Furthermore, previous findings have shown low to moderate positive associations between restraint and emotional eating [85]. A study conducted on Lebanese and Cypriot students in 2012 demonstrated a positive relationship between these 2 patterns [16] which contradicts the findings of our study where no significant association was found. On the other hand, the above mentioned studies have suggested that emotional eating may characterize only a subgroup of dieters which could explain our results. More studies are necessary to support these findings.

Implications

Several factors might be associated with restrained eating according to our findings, which emphasize on the importance of preventing these factors rather than restrained eating itself.
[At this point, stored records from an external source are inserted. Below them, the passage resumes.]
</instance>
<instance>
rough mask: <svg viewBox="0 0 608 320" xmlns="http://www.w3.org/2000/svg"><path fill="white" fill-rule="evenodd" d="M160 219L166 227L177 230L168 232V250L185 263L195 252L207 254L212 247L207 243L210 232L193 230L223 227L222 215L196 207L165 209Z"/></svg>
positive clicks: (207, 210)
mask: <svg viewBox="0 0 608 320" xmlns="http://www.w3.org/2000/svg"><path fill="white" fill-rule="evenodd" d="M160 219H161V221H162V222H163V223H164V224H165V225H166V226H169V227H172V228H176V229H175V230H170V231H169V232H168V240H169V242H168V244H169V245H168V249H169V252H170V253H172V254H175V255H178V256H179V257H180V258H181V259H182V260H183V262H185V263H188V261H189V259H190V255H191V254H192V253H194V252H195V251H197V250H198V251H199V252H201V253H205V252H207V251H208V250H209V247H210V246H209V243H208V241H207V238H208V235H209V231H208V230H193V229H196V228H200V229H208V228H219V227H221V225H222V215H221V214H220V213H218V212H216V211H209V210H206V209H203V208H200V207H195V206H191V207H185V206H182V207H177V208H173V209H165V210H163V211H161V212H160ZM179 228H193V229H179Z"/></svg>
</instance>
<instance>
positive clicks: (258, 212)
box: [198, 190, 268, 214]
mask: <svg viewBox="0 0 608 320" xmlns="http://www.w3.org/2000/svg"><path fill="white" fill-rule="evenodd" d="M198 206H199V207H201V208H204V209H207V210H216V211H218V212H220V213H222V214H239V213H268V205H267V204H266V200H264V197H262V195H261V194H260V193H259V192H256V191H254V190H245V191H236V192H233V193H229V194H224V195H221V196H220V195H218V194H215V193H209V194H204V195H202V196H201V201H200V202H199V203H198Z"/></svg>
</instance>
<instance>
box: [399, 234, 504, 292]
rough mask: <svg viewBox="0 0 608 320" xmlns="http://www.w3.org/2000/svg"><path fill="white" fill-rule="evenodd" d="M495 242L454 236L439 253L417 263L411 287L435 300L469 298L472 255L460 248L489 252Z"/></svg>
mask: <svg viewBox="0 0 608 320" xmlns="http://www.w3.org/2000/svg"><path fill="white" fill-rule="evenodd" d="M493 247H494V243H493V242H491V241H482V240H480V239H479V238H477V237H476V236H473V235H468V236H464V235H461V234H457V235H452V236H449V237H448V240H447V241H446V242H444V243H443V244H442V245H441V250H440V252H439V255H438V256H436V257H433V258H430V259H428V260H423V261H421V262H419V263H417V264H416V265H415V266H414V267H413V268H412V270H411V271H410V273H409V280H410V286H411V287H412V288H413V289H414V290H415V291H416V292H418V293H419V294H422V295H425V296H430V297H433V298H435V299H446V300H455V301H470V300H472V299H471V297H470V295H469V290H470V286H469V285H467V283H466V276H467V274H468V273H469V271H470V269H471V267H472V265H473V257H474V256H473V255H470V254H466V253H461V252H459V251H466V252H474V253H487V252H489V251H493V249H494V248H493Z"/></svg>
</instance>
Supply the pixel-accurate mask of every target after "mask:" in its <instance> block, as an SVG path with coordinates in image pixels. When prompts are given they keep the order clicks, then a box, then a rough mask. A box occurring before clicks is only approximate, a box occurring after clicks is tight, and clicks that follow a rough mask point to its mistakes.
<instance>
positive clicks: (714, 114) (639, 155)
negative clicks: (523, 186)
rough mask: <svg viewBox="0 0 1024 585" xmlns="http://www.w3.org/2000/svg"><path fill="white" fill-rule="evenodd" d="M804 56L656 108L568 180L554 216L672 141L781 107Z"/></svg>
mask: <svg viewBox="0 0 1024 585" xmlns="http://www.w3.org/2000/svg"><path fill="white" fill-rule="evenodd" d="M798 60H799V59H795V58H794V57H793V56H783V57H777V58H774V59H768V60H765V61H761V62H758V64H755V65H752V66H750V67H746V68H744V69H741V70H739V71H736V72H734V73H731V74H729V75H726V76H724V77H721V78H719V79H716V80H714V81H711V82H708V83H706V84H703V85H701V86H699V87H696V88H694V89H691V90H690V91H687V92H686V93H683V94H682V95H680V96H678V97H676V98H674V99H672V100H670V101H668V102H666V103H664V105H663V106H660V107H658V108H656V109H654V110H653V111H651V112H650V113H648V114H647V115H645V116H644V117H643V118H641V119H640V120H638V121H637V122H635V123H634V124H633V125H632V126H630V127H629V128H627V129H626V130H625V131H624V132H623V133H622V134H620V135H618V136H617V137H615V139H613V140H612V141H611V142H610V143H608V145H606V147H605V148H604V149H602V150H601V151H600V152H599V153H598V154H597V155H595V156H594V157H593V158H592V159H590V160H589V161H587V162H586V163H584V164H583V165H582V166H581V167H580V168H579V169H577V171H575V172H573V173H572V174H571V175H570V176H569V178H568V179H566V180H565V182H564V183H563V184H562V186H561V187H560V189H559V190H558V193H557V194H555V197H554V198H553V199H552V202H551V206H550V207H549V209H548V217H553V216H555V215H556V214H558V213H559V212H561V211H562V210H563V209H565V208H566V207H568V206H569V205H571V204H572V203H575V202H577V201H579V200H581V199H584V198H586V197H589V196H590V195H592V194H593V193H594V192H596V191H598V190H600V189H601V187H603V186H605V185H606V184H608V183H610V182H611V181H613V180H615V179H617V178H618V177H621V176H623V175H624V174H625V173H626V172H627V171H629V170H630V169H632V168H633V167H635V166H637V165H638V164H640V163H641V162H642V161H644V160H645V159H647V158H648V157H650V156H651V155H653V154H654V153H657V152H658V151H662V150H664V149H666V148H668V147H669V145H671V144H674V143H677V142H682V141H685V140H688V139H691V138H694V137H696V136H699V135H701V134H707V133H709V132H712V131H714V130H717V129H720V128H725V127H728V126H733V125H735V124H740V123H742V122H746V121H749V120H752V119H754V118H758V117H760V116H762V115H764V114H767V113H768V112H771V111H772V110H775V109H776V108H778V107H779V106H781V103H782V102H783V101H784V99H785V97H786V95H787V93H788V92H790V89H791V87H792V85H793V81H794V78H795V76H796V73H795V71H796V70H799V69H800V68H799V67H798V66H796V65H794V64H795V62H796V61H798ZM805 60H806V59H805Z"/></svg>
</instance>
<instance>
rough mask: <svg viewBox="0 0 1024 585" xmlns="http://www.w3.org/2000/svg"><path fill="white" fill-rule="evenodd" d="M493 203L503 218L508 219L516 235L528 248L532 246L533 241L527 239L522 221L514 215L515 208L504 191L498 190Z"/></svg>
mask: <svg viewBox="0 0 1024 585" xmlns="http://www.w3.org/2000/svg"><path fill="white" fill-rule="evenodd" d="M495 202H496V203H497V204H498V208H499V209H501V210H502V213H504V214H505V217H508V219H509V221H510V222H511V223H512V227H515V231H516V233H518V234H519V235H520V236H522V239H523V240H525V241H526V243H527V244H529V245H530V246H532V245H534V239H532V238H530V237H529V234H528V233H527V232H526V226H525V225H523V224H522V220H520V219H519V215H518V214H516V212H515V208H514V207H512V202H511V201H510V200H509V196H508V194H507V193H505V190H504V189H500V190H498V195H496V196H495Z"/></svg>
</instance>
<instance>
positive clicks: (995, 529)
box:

The finding that restrained eating might be driven by emotional regulation, attachment styles and other factors are actually promising results; although avoiding negative emotions and stressful conditions is almost impossible, learning how to regulate one’s emotions and deal with stressors may be essential in removing a crucial eating disorder’s instigator.

Limitations

The current study was a cross-sectional one and therefore, could not assess causality of relationships. Some of the scales used in this study have not been validated in Arabic yet. Participants were diagnosed using a score tool and not through a clinical diagnostic interview, therefore, we could not confirm the accuracy of responses. Further assessment by a psychiatrist or a psychologist is needed to confirm the results obtained. Females were more represented numerically than males; future studies enrolling an equal number of males and females is needed to evaluate the association between gender and restrained eating. The results obtained in this study might not be representative of the whole population since a high percentage of the participants (73.2%) had a high level of education. Another limitation concerns the lower reliability in men than women [85] and that both genders differ significantly on the body dissatisfaction and drive for thinness scales of this inventory [86]. These differences are not surprising as the items of these scales were tailored to assess discontentment with weight, overall shape and body parts from the waist-down, and fear of gaining weight and desire to be thinner [87]. In order to be appropriate for men, body image assessment tools must contain several items that address attitudes toward muscularity as well as items exploring attitudes toward upper body parts [88]. Furthermore, despite the documented qualitative gender differences in the perceptions of overall ideal body shape and specific body areas of concern [89, 90], the majority of available instruments have been specifically developed for women and are not valid for men [88, 89].

Conclusion

In conclusion, our study revealed that factors associated with restrained eating in the Lebanese community include body dissatisfaction, cognitive reappraisal, female gender, eating attitudes, social media pressure and adult attachment. Since dietary restriction has been linked to many clinically diagnosed eating disorders, the current findings might have significant impact on the development of prevention strategies targeted towards a misperception regarding body image; improving knowledge about factors that might influence this body image and critical thinking regarding media images is warranted, with the ultimate goal of promoting healthier choices in the Lebanese population.